Slashdot Mirror


Vector Space Search Engines in Perl

cascadefx writes "There is a great article on writing a Vector Space Search Engine in Perl over at the Orielly Network's Perl.com site. Most search engines, such as Google, use a reverse keyword index algorithm. The article, complete with code, proves yet again that there is (definitely) more than one way to do it. Try your hand. Add improvements and you may have a handy search engine for your site or... the next Google-killer."

4 of 20 comments (clear)

  1. no good for large collections of documents by rpeppe · · Score: 4, Insightful
    As far as I can see, this algorithm runs in time proportional to the number of documents, which might be fine for a small number of documents, but would be abysmal in large environments.

    It's a pity the article doesn't make this clearer (instead, it just says "Searches take place in RAM, so there's no disk or database access", which makes it sound as if it would be faster!)

    There's a reason people invented indexing schemes!

    1. Re:no good for large collections of documents by FamousLongAgo · · Score: 4, Insightful

      [disclaimer: I wrote the article]

      Since when is linear scaling abysmal? Keep in mind that for very large collections, you can use clustering or other techniques to reduce the number of comparisons. You essentially layer an indexing step on top of things, so that you only search the most promising vectors.

      Keep in mind also that vector comparisons are very, very, very fast. People have run vector space search engines on collections in the millions without running into performance issues. And the claim that vector search is faster than a database search is true, for as long as you can fit all the document vectors into RAM.

      --

      A customer service representative will be with me shortly.
    2. Re:no good for large collections of documents by t · · Score: 3, Insightful
      Skimming the article, it seems to be quite similar to Self-Organizing Maps or Vector Quantizers. Care to comment?

      Also, I've worked on SOMs previously and there is no way you can hold all the document vectors in RAM. Think google, when you do a search on 3 million documents. The part that really hurts is the number of possible keywords.

    3. Re:no good for large collections of documents by t · · Score: 2, Insightful
      I hadn't heard of either technique
      Sadly that is often the case. History is riddled with examples of mathematicians duplicating discoveries. That is my motivation for studying these types of techniques, a way to better compare scientific papers, to root out similarities. The history of the wavelet is a good example to discuss. The theory was almost hit upon several times, in slightly different fashions but the researchers involved never knew that others were making similar discoveries.

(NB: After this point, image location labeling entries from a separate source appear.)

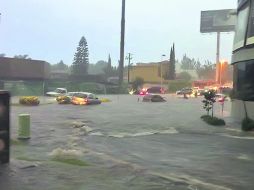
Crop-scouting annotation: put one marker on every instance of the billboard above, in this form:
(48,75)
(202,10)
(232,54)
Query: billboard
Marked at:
(218,21)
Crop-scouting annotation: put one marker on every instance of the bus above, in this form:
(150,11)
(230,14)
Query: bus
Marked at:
(243,61)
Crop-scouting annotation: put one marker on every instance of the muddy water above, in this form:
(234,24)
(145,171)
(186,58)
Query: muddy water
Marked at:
(133,145)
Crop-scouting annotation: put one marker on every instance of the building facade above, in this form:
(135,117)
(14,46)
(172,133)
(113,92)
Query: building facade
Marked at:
(23,69)
(243,62)
(150,72)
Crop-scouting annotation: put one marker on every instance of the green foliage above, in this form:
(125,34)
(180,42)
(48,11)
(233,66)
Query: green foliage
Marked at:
(75,162)
(184,76)
(81,61)
(63,100)
(137,83)
(206,71)
(247,124)
(213,120)
(22,56)
(209,101)
(177,85)
(29,100)
(97,68)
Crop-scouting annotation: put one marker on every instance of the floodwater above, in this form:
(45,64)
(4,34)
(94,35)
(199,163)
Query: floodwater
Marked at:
(129,144)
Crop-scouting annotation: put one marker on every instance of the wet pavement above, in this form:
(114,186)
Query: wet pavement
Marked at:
(130,145)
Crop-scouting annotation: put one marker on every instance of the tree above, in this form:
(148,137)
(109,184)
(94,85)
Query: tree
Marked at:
(137,83)
(206,71)
(172,62)
(81,61)
(22,56)
(209,101)
(188,63)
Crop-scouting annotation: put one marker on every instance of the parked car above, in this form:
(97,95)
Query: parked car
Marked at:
(156,90)
(153,98)
(84,98)
(188,91)
(57,92)
(221,97)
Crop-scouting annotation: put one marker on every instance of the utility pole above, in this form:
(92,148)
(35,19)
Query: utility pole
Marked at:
(129,58)
(218,73)
(121,63)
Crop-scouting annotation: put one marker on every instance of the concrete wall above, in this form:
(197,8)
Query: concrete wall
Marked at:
(150,73)
(23,69)
(237,110)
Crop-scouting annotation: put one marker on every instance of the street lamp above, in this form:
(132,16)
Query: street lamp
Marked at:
(222,62)
(163,55)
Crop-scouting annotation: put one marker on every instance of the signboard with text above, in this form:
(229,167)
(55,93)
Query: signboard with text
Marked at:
(218,21)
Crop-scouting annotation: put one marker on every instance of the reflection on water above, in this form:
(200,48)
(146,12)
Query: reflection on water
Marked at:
(136,145)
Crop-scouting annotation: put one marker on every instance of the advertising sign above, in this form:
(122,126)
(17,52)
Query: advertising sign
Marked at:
(218,21)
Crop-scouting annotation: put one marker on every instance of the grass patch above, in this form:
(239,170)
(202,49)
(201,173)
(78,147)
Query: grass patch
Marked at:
(16,142)
(75,162)
(27,159)
(247,124)
(213,120)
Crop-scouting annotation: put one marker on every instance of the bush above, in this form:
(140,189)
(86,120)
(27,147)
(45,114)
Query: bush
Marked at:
(63,100)
(213,120)
(247,124)
(29,100)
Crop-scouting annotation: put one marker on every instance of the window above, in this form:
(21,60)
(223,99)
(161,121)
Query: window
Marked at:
(250,34)
(241,27)
(244,80)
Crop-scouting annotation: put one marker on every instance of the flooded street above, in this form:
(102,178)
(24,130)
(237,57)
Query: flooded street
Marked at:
(131,145)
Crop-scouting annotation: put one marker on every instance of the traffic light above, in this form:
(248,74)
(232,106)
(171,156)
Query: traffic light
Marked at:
(4,127)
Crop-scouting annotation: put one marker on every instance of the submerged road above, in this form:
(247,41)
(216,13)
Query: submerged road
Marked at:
(131,145)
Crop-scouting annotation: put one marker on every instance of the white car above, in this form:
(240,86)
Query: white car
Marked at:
(57,92)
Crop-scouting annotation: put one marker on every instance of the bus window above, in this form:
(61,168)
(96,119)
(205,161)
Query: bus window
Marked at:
(241,27)
(250,34)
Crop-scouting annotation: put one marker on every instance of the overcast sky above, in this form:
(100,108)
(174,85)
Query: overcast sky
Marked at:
(51,29)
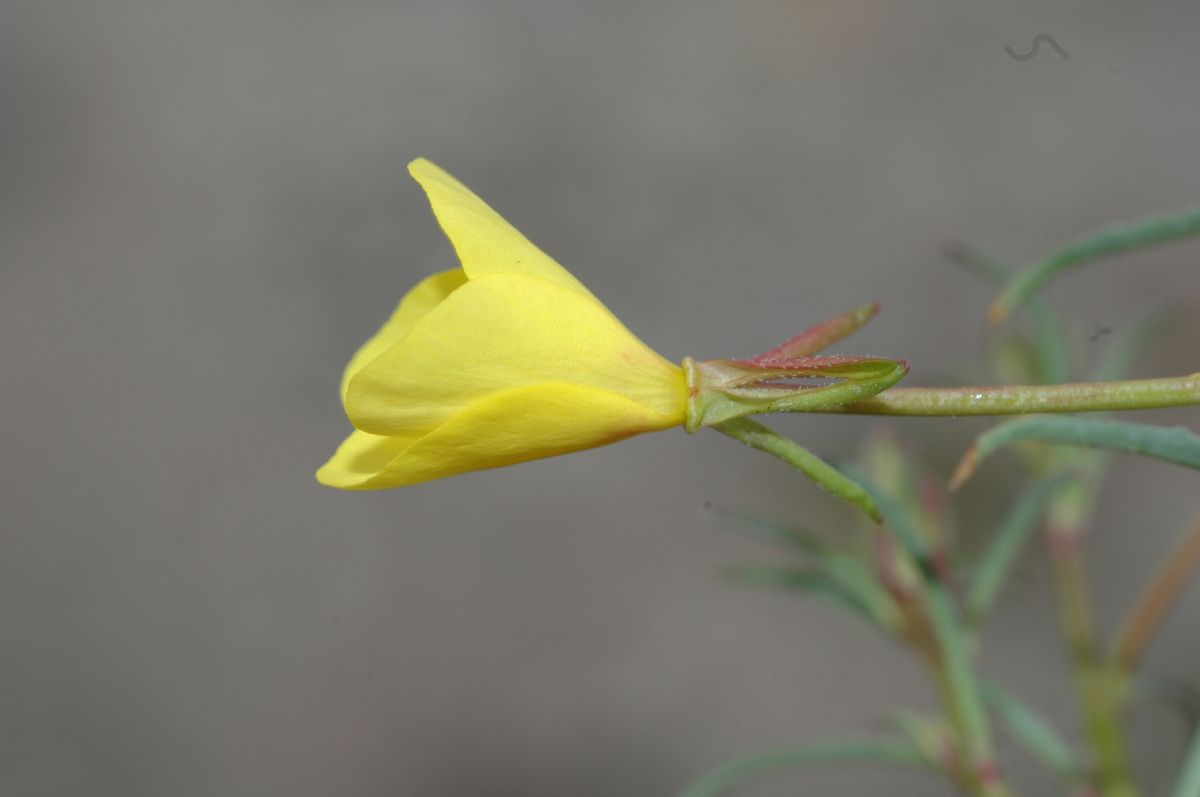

      As far as SOM stuff, Kohonen is the man.

      There are indeed many things that can be done with SOMs, but to get really good, human-like, results is quite difficult. The problem expands when you need to consider different words for the same thing (e.g., cat/feline), and exclude words that appear identical, but aren't. Then the need to consider context becomes increasingly important (e.g., this article is not about cats). The complexity builds quite quickly.